Victoria College officials to raise tuition, cut programs
March 31, 2014 at 10:05 p.m.
Updated March 31, 2014 at 11:01 p.m.
The Board of Trustees began balancing Victoria College's budget Monday by increasing fees and discussing deactivating programs.
The group approved increasing the general, per-semester credit hour fee by $5.
The college has charged a $22 fee for the past four years. It will now cost $27, helping generate an expected $394,908, according to the agenda item.
The increase is necessary because of the burgeoning economy, said VC President Tom Butler.
The number of credit hours students enrolled in dropped by nearly five percent during the last year, indicating more people in the Crossroads are postponing their education to work possibly in the oil and gas industries, he said.
A person enrolled in 12 semester credit hours should see a $60 fee increase, said Darin Kazmir, director of marketing and communications.
Butler also said Victoria College will inform the Texas Higher Education Coordinating Board it is deactivating its Medical Laboratory Technology Program.
Unlike eliminating the program altogether, deactivating gives VC three years to restart a program, he said.
Several people who do business at or with Citizens Medical Center asked the board to reconsider deactivating the Medical Laboratory Technology program, including Dr. Leilani Valdes, Sammie Sue Hendrix and Denise DeBord.
Valdes said that while most people do not realize it, timely, accurate lab reports greatly affect how a doctor treats a patient. She's heard in meetings of a national shortage of medical lab technicians.
"At those meetings, I've been able to sit back and say, 'Ah. Not here,'" Valdes said.

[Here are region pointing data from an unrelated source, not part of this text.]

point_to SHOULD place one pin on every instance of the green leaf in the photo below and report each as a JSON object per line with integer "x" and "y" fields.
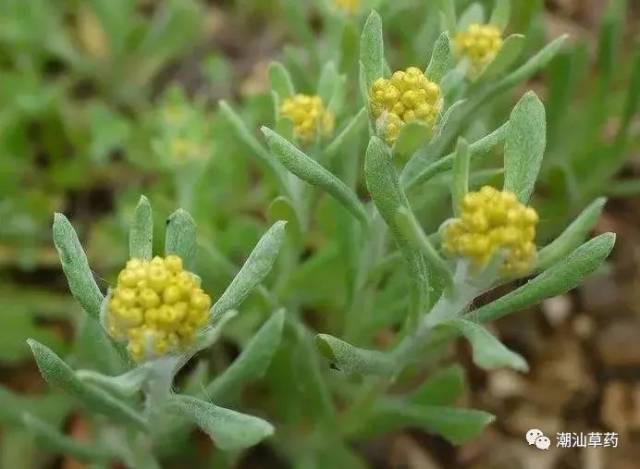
{"x": 312, "y": 172}
{"x": 460, "y": 185}
{"x": 388, "y": 196}
{"x": 141, "y": 231}
{"x": 444, "y": 387}
{"x": 488, "y": 352}
{"x": 76, "y": 267}
{"x": 340, "y": 142}
{"x": 229, "y": 430}
{"x": 180, "y": 238}
{"x": 524, "y": 146}
{"x": 456, "y": 425}
{"x": 62, "y": 444}
{"x": 473, "y": 14}
{"x": 524, "y": 72}
{"x": 571, "y": 238}
{"x": 410, "y": 228}
{"x": 507, "y": 55}
{"x": 252, "y": 362}
{"x": 448, "y": 15}
{"x": 477, "y": 149}
{"x": 411, "y": 137}
{"x": 257, "y": 150}
{"x": 350, "y": 359}
{"x": 253, "y": 272}
{"x": 126, "y": 384}
{"x": 500, "y": 14}
{"x": 558, "y": 279}
{"x": 372, "y": 50}
{"x": 441, "y": 58}
{"x": 282, "y": 208}
{"x": 281, "y": 81}
{"x": 58, "y": 374}
{"x": 329, "y": 78}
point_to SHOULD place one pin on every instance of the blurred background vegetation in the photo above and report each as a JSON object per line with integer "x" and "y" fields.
{"x": 103, "y": 100}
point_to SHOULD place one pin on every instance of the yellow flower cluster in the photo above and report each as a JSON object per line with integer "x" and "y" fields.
{"x": 405, "y": 97}
{"x": 309, "y": 116}
{"x": 479, "y": 44}
{"x": 491, "y": 221}
{"x": 157, "y": 306}
{"x": 348, "y": 6}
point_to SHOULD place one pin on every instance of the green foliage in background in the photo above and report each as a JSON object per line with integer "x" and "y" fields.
{"x": 334, "y": 301}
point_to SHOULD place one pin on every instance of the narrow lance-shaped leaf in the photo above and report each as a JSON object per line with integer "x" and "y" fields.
{"x": 488, "y": 352}
{"x": 281, "y": 80}
{"x": 476, "y": 149}
{"x": 456, "y": 425}
{"x": 57, "y": 373}
{"x": 372, "y": 49}
{"x": 328, "y": 81}
{"x": 253, "y": 272}
{"x": 314, "y": 173}
{"x": 524, "y": 146}
{"x": 473, "y": 14}
{"x": 180, "y": 238}
{"x": 410, "y": 227}
{"x": 571, "y": 237}
{"x": 257, "y": 150}
{"x": 282, "y": 208}
{"x": 76, "y": 267}
{"x": 441, "y": 58}
{"x": 443, "y": 387}
{"x": 252, "y": 362}
{"x": 229, "y": 430}
{"x": 385, "y": 190}
{"x": 530, "y": 67}
{"x": 126, "y": 384}
{"x": 141, "y": 231}
{"x": 412, "y": 136}
{"x": 62, "y": 444}
{"x": 556, "y": 280}
{"x": 351, "y": 359}
{"x": 460, "y": 185}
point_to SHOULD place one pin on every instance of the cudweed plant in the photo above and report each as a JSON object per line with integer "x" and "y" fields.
{"x": 158, "y": 310}
{"x": 337, "y": 383}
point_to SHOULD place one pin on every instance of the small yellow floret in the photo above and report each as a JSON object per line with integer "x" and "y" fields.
{"x": 309, "y": 117}
{"x": 157, "y": 306}
{"x": 348, "y": 6}
{"x": 480, "y": 44}
{"x": 405, "y": 97}
{"x": 491, "y": 221}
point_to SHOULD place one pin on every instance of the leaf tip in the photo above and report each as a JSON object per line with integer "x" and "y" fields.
{"x": 322, "y": 343}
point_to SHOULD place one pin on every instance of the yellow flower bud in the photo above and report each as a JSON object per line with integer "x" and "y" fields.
{"x": 309, "y": 117}
{"x": 493, "y": 221}
{"x": 157, "y": 307}
{"x": 479, "y": 44}
{"x": 405, "y": 97}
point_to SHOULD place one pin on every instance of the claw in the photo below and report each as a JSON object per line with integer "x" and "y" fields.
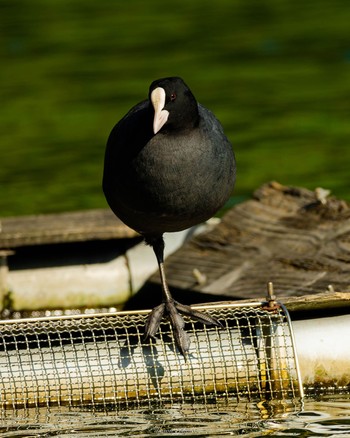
{"x": 172, "y": 309}
{"x": 198, "y": 316}
{"x": 153, "y": 321}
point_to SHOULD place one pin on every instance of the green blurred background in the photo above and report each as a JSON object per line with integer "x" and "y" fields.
{"x": 276, "y": 73}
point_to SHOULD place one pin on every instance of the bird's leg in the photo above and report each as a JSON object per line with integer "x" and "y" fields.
{"x": 172, "y": 308}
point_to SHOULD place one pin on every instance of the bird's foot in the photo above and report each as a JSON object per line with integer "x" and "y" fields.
{"x": 172, "y": 310}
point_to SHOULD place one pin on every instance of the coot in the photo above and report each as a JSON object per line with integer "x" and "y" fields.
{"x": 168, "y": 166}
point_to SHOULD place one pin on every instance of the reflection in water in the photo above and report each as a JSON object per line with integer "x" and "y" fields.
{"x": 325, "y": 417}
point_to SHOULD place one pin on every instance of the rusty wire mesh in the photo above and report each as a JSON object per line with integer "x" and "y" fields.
{"x": 103, "y": 359}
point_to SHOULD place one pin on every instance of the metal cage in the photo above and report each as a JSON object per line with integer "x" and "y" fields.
{"x": 102, "y": 359}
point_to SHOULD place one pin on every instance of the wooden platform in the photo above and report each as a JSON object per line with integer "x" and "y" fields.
{"x": 99, "y": 224}
{"x": 286, "y": 235}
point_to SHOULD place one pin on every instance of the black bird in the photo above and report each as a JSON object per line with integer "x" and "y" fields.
{"x": 168, "y": 166}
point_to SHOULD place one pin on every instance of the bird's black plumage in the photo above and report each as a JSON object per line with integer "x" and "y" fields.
{"x": 168, "y": 166}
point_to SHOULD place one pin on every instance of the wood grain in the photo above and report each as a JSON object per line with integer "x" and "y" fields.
{"x": 284, "y": 234}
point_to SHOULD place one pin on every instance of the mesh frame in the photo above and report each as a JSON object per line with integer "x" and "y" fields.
{"x": 102, "y": 359}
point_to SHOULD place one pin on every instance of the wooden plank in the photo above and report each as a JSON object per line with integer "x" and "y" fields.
{"x": 286, "y": 235}
{"x": 98, "y": 224}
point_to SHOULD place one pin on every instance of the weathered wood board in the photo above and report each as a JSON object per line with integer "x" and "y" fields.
{"x": 286, "y": 235}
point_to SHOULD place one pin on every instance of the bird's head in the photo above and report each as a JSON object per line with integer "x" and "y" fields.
{"x": 175, "y": 107}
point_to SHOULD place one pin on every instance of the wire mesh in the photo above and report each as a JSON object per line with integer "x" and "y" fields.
{"x": 103, "y": 359}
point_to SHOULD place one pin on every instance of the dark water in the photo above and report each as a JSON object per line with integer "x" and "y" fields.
{"x": 326, "y": 416}
{"x": 276, "y": 73}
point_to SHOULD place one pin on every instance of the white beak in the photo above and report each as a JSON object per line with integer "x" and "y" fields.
{"x": 160, "y": 115}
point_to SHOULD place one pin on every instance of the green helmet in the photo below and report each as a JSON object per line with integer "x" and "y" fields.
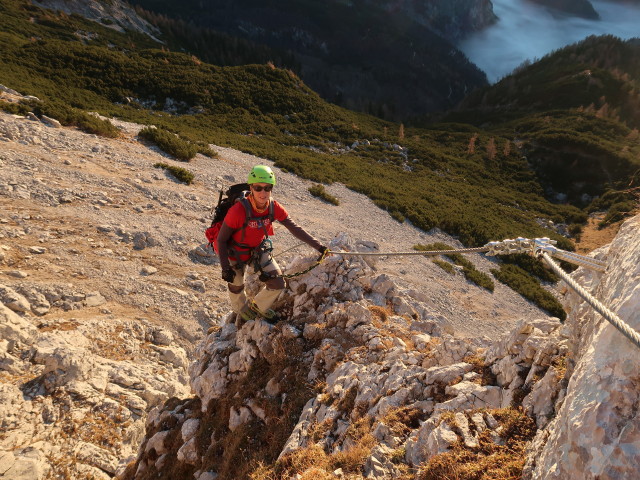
{"x": 261, "y": 174}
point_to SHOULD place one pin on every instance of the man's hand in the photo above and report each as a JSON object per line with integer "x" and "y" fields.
{"x": 228, "y": 274}
{"x": 324, "y": 251}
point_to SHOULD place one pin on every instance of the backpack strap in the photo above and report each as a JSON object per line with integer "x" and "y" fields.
{"x": 247, "y": 209}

About seven people graduate each year from the Medical Laboratory Technology Program at Victoria College. The Texas Workforce Commission projects 10 new positions or replacement positions in that field in VC's seven-county region in the next decade, Butler said.
"We have an obligation to our students to prepare them for careers with good job prospects, so we are concerned," Butler said. "We collect local taxes, so our local taxpayers want us to prepare for local jobs."
Also slated for deactivation is the Professional Office Technology program and the EMS Paramedic degree program.
The Professional Office Technology program had 15 students in fall 2013, and VC students can still obtain a certificate that allows them to work as a paramedic. Students already enrolled in the programs slated to be deactivated will be allowed to complete and get the degree they originally sought, Kazmir said.
Other things that may have put the budget out of whack include the state's new method for funding health care costs and postponing buying new AC units and doing roof repairs, Butler said in a March 20 email to faculty and staff.
In that email, he discussed other cost-saving measures, such as eliminating computers at the end of their life span instead of replacing them and not filling certain vacant positions.
Butler added after the meeting that the board of trustees must also plan to spend money on the oil/gas technician, machines and industrial maintenance and mechanic programs, which will start at the Emerging Technology Complex in fall 2015.
VC's budget will be adopted in August, said Jennifer Yancey, vice president of College Advancement and External Affairs.